Un-chill filtered, no color added.
Color: a light brownish amber.
Nose: brown spices and hints of dark stone fruit and sulphur. Astonishingly little alcohol given the very high ABV of this whisky.
Palate: stewed fruits of date, plum and orange zest. The Sherry influence cannot be mistaken, more of a refill Olorosso flavor with clove and cardamom lingering with the fruits for a nice long finish.
Minimal burn from the alcohol.
I next added a small amount of water to see what would happen.
The nose softened and seemed almost decadent. I sensed a little black cherry to go with the plum, date and citrus zest.

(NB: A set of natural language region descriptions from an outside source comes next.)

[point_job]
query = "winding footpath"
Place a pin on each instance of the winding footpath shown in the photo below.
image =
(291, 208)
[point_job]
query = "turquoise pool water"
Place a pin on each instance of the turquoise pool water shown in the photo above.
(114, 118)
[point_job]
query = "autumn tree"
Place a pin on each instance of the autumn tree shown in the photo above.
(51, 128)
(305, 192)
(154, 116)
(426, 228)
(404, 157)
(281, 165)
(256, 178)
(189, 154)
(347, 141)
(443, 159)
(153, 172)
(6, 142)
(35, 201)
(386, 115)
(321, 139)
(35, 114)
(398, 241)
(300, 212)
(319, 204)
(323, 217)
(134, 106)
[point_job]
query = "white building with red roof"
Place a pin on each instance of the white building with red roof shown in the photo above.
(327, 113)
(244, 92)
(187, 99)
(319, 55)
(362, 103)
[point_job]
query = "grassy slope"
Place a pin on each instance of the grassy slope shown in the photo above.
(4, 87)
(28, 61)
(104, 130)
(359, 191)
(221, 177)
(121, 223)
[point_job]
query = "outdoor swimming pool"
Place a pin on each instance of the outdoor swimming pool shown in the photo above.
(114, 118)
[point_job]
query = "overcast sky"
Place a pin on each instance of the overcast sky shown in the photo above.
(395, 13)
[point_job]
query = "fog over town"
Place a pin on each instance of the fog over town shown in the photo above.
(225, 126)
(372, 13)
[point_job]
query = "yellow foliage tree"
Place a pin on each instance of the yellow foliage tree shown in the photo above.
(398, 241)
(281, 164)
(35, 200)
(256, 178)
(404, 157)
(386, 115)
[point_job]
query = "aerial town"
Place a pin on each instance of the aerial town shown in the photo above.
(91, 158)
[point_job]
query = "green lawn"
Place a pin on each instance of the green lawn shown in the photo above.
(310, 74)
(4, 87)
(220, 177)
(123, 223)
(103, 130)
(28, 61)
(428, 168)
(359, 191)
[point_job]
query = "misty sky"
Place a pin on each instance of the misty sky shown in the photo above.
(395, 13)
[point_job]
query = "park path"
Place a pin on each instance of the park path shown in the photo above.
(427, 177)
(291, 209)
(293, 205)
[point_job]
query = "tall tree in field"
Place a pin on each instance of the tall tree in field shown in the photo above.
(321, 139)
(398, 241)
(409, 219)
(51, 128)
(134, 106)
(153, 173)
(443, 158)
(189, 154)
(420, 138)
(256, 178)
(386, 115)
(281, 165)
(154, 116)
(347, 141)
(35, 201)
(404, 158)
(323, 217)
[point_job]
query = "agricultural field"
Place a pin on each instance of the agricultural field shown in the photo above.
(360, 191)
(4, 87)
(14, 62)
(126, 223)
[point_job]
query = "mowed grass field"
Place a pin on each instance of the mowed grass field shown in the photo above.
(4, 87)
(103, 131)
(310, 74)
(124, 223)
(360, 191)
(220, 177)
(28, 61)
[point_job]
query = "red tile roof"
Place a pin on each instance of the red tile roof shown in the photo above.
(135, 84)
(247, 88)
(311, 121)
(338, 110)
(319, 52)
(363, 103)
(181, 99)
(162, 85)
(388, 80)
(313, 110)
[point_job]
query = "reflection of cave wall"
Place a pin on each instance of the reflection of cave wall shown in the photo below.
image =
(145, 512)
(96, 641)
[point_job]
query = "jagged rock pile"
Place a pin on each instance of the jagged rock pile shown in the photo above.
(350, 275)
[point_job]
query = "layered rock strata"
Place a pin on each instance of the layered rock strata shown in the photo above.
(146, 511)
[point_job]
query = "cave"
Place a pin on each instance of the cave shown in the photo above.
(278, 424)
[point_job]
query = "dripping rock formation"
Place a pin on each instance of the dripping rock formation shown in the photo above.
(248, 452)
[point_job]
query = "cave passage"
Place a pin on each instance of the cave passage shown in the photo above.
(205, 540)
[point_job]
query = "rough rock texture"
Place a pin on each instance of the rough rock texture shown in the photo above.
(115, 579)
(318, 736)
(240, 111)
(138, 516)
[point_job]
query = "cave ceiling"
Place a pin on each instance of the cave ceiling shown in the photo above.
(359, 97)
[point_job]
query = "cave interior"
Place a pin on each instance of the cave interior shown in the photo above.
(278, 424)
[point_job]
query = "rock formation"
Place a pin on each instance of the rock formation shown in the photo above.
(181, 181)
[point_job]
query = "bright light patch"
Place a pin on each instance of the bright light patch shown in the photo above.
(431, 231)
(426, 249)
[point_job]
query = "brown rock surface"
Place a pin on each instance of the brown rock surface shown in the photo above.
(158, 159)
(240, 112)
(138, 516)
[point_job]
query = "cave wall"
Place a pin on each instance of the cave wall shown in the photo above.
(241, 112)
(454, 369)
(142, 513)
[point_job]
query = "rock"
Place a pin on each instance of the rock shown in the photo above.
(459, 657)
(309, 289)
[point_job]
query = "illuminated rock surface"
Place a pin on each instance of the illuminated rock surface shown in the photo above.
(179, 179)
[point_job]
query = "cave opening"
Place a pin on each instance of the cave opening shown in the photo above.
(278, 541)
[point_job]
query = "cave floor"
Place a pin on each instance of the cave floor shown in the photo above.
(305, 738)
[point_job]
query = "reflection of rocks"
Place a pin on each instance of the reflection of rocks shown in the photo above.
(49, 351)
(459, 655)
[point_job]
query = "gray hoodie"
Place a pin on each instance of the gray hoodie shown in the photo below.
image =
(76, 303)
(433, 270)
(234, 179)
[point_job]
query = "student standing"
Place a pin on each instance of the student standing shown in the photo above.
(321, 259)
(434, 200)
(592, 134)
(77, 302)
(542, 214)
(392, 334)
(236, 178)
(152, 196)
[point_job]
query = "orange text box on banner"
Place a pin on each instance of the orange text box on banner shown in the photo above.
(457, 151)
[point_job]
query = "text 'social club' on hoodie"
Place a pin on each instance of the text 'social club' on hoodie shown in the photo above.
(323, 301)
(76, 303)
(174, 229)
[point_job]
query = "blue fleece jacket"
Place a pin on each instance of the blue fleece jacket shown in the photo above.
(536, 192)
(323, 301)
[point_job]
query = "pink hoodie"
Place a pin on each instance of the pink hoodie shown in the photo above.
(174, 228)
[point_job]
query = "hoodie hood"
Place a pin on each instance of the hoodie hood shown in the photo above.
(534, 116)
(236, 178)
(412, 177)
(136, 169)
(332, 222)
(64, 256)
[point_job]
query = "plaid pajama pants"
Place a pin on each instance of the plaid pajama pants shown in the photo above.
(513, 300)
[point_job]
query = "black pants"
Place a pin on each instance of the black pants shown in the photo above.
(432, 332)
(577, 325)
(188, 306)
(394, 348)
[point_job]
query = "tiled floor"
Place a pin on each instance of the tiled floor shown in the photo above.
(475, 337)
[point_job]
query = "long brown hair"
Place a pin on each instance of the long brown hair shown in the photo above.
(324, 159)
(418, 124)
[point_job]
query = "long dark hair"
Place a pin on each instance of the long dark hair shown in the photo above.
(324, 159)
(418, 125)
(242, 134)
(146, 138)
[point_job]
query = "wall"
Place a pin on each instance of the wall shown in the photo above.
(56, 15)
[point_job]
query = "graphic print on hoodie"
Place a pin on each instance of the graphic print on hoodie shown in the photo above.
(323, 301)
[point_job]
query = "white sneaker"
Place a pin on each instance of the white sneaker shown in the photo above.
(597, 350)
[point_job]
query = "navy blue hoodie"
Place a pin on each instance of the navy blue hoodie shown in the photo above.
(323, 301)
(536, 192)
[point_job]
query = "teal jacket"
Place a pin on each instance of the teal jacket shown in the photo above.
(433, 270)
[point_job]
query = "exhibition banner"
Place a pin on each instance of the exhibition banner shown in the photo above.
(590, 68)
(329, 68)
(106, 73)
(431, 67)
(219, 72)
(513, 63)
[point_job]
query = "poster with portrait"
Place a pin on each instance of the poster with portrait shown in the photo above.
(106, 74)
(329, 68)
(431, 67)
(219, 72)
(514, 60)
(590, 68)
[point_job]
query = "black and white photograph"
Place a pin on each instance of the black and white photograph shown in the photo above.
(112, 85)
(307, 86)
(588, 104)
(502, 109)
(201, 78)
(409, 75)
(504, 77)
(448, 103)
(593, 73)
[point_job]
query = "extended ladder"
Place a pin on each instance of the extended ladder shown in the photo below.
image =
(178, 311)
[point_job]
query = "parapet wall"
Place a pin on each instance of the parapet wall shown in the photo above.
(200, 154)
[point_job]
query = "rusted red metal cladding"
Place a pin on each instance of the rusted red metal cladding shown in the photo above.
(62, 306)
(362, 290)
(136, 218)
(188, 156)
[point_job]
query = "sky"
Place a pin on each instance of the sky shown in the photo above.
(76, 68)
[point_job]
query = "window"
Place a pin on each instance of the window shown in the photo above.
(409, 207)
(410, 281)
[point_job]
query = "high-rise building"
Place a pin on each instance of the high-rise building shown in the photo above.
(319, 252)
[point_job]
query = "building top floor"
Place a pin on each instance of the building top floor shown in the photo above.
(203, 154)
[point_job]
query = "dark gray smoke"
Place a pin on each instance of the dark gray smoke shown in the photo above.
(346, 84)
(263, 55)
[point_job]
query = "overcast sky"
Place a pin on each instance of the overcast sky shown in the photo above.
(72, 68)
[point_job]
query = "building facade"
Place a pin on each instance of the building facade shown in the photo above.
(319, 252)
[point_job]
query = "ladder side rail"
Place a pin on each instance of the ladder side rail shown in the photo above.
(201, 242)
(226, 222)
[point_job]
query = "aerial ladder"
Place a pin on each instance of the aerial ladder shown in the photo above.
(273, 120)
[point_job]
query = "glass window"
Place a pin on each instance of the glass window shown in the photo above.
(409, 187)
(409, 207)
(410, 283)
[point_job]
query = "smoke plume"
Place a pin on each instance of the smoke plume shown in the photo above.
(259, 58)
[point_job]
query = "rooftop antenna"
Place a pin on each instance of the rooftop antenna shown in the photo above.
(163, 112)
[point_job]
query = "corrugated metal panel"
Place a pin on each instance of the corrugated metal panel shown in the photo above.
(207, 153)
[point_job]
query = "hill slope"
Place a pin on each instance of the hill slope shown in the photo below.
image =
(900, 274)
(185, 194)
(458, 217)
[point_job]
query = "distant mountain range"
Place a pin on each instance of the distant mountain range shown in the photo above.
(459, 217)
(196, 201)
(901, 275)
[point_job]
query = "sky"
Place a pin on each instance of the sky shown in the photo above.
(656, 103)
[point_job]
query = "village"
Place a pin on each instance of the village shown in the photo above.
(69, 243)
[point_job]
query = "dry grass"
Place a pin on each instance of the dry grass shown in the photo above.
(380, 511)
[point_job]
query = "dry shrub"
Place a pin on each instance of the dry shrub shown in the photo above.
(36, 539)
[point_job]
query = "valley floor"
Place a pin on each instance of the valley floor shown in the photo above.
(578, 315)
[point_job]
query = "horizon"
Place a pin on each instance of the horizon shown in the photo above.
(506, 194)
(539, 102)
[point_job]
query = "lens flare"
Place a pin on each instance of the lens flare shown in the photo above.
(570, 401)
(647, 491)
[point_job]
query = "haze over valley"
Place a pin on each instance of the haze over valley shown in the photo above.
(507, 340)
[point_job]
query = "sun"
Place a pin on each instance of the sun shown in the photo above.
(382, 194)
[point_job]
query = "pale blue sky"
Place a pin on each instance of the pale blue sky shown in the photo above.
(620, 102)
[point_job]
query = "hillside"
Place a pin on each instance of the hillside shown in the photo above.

The palate change was even greater than the nose.
Oak crept forward and the dryness was at first magnified at the expense of the fruitiness. However, dried cherry joined the stewed prune plum and date. The brown spices remained present and seemingly unaltered. (I realize that the palate and the nose are conspicuously similar, but I call it like I smell and taste it).
The Cask Strength expression from Glengoyne is obviously a direct competitor to such great NAS whiskeys as the Glenfarclas 105 and Aberlour A’Bunadh. I like that it is not as sweet as the A’Bunadh and is more easily enjoyed without adding water. Clearly I need to do a side by side with the 3 whiskies.
On a purely epicurean note, I broke open an English Cadbury Fruit and Nut Bar and it couldn’t have paired better with the rich chocolate, sweet raisins and the fatty almonds melding with the spicy, high alcohol dram for a flavor extravaganza.